Review: Rousing 'All Day and a Night' sends mixed signals
Courtesy of Netflix
In Joe Robert Cole’s second feature, “All Day and a Night,” the “Black Panther” co-writer tackles the livelihood of inner-city youth on the outskirts of Oakland, California. Featuring a commanding lead performance from “Moonlight” standout Ashton Sanders and fine supporting work from Jeffrey Wright, “All Day and a Night” sends a conflicting message about finding yourself in a society turned against you, especially as the protagonist gets sent to prison in the opening scene and doesn’t show any growth until the final shot. Still, Cole’s second feature is a major step up from his last directorial effort and should find a solid audience when it lands on Netflix.
For Jahkor (Sanders) his whole life has been dictated by “getting what’s yours.” Growing up, he was taught to be the hardest thug in the room, and to curb stomp anyway that got in his way, a method his disgruntled, and drug-dealing father (Wright) would beat into him if he failed to do so. It isn’t long into “Night” where Jah (a nickname) makes his biggest and most detrimental mistake: killing a rival gang member and his wife in cold blood. How or why we got here is unclear at first, and when he’s sentenced to life in prison, he ends up in the same place as his dad: like father, like son.
It’s a tough opening scene to swallow, watching a young twenty-something black man becoming another statistic on the chalkboard, but Cole decides to open the curtain and peel back the layers of Jah’s past and tries to humanize him in the process. By the end, it’s clear that Jah might have ended up in a better place than on the streets, but at what cost? His pregnant girlfriend is going to be forced to raise their child alone, and his mother is stuck with the guilt she raised Jah incorrectly.
“All Day and a Night” doesn’t shy away from the harsh and graphic depictions of inner-city life. Racial epithets and slurs are thrown around like candy, women aren’t seen as anything other than objects (save for maybe Jah’s girlfriend) and gun violence runs rampant. Which, over the course of two hours, doesn’t allow for much soul searching. Cole, awkwardly, intercuts between Jah in prison and his life before that, including his childhood and it never hunkers down a clear focus of the two. Part of me would have liked to see Jah connecting with his father more in prison, but their relationship is far more complicated and perhaps not sustainable.

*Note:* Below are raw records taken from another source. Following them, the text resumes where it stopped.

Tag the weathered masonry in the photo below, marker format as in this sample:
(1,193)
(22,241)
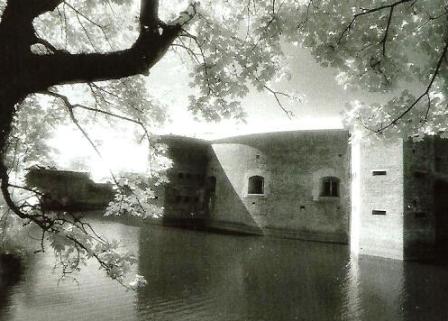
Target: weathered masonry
(385,198)
(399,198)
(289,184)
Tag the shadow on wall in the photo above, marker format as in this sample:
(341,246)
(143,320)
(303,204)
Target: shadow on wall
(227,209)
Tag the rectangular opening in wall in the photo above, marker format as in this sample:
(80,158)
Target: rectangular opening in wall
(378,212)
(420,214)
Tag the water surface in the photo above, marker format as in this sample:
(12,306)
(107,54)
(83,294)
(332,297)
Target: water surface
(200,276)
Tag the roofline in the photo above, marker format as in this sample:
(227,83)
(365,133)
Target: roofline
(301,131)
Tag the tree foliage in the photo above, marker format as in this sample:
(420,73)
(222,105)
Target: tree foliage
(86,61)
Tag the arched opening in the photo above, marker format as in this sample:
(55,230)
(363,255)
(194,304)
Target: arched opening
(329,186)
(255,185)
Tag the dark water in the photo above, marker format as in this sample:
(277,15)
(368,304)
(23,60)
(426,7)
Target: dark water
(198,276)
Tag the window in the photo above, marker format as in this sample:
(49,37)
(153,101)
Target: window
(256,185)
(330,186)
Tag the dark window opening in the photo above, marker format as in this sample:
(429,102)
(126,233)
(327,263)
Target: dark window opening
(256,185)
(211,184)
(330,186)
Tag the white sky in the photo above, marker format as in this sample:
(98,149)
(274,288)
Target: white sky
(322,107)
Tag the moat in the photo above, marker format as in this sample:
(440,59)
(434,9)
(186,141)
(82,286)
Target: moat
(202,276)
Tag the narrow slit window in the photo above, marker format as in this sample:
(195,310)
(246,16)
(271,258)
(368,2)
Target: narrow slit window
(256,185)
(330,187)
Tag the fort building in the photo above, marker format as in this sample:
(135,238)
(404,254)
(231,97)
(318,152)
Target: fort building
(384,198)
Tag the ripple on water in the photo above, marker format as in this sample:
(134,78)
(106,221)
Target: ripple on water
(195,276)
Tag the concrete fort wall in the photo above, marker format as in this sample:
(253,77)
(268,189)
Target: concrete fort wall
(377,204)
(298,170)
(184,197)
(426,197)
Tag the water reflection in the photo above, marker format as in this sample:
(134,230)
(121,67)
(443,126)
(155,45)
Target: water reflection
(198,276)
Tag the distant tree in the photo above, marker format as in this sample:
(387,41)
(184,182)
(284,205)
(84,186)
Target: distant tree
(50,49)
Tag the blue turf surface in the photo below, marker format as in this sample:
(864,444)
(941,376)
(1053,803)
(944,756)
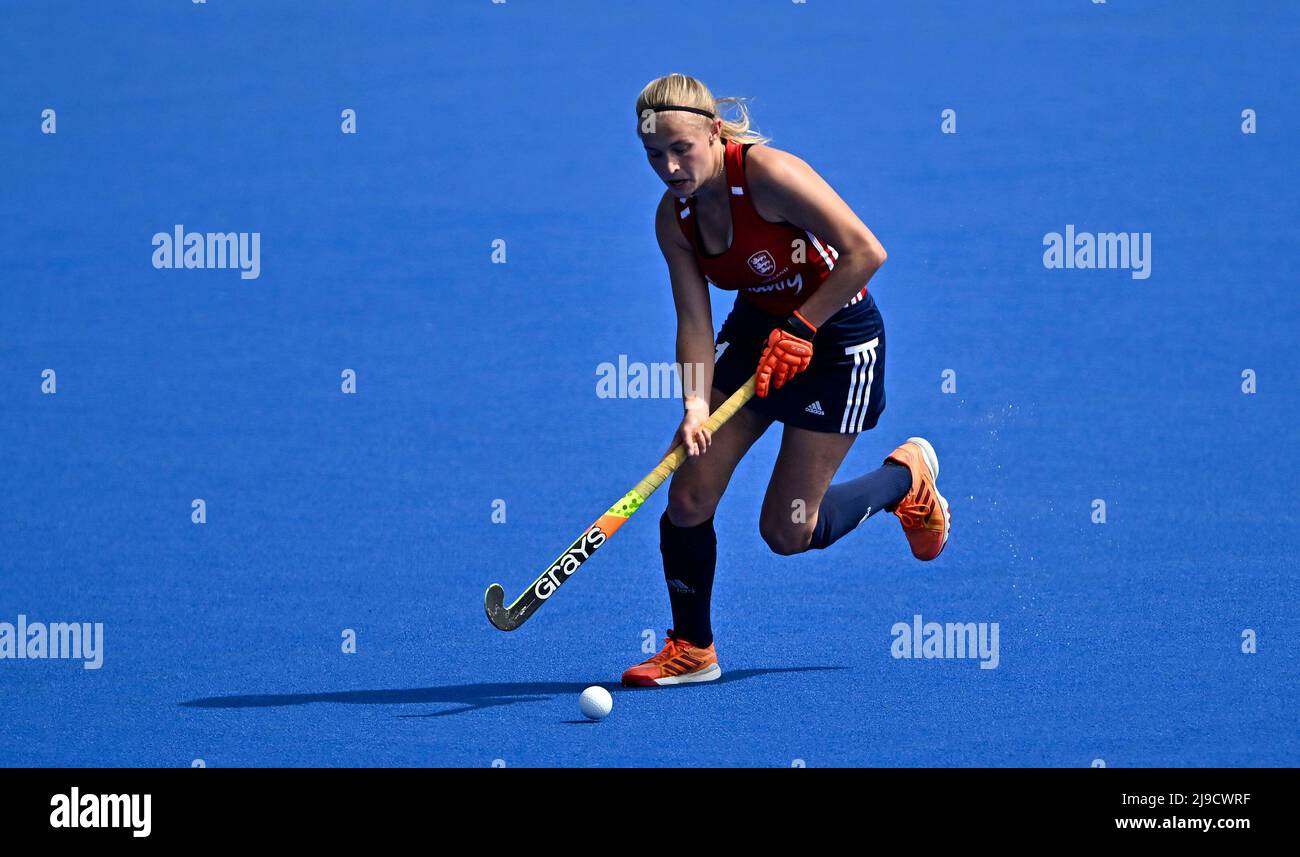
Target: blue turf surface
(476,381)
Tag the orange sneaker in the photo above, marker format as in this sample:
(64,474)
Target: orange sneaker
(923,511)
(679,662)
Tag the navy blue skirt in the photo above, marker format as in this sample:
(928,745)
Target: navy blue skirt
(843,389)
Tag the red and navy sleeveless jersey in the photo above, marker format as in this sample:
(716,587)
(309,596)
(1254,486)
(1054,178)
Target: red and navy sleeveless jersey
(761,259)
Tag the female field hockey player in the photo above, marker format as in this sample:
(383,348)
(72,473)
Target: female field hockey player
(759,221)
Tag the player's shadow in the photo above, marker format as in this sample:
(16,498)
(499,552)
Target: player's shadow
(468,697)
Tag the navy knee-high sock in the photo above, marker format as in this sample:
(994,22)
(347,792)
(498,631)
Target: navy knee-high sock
(849,503)
(689,558)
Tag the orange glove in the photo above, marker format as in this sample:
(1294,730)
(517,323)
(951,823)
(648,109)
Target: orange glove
(789,350)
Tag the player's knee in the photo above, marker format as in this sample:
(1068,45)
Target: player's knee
(689,506)
(785,541)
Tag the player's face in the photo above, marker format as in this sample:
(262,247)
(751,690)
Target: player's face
(679,151)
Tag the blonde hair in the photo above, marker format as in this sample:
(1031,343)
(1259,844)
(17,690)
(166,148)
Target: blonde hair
(683,90)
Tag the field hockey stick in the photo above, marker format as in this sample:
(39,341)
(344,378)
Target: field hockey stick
(596,535)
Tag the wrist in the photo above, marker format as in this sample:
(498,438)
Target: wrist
(800,325)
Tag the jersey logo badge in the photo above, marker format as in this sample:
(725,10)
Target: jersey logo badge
(762,263)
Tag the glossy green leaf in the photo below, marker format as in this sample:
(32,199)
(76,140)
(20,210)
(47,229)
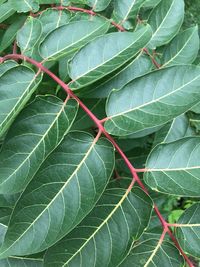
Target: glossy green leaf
(16,87)
(153,253)
(25,5)
(151,100)
(53,19)
(174,130)
(106,234)
(10,33)
(174,168)
(6,10)
(138,67)
(29,35)
(188,232)
(64,190)
(34,134)
(98,5)
(104,56)
(126,9)
(165,20)
(67,39)
(183,48)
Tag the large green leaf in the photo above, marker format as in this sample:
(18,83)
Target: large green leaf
(174,168)
(153,253)
(151,100)
(67,39)
(183,49)
(125,10)
(98,5)
(64,190)
(106,234)
(34,134)
(138,67)
(166,20)
(25,5)
(16,86)
(29,35)
(105,54)
(188,232)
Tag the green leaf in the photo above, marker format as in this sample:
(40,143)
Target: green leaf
(35,133)
(139,66)
(165,20)
(6,10)
(10,33)
(106,234)
(126,9)
(104,56)
(29,35)
(183,49)
(53,19)
(188,231)
(65,189)
(67,39)
(153,253)
(25,5)
(174,130)
(174,168)
(16,87)
(151,100)
(98,5)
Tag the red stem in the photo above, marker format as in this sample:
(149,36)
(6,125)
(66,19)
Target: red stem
(102,130)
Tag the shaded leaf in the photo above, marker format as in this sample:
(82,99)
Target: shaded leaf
(114,50)
(35,133)
(173,168)
(65,189)
(107,233)
(151,101)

Jah does try to get clean, several times, and it’s heartbreaking watching him fall back into the same routines: drugs, guns, and, petty robbery, despite his efforts to jumpstart a rap career (he wrote some slick beats) but again, the system is constantly turned against him that it’s no surprise he ends up where he does.
It’s raw and somewhat depressing how the only hope Cole allows us to latch onto is that, at least in prison, the kid has a shot at living, but then he counteracts that by showing Jah trying to stab a fellow innate and asserting his dominance, so I’m not sure what the filmmaker was trying to say in that instance? Yet Sanders, who has had steady work since his breakthrough role, is astounding to witness, and suggests a promising career is in his future. He’s got remarkable screen presences, and the emotional range to carry stronger scripts.
After all the dust settles, “All Day and a Night” is an interesting social odyssey that can seem like an overkill in stereotypes, but still provides enough weight to send you home with some form of hope for the future.
ALL DAY AND A NIGHT begins streaming on Netflix on Friday May 1st.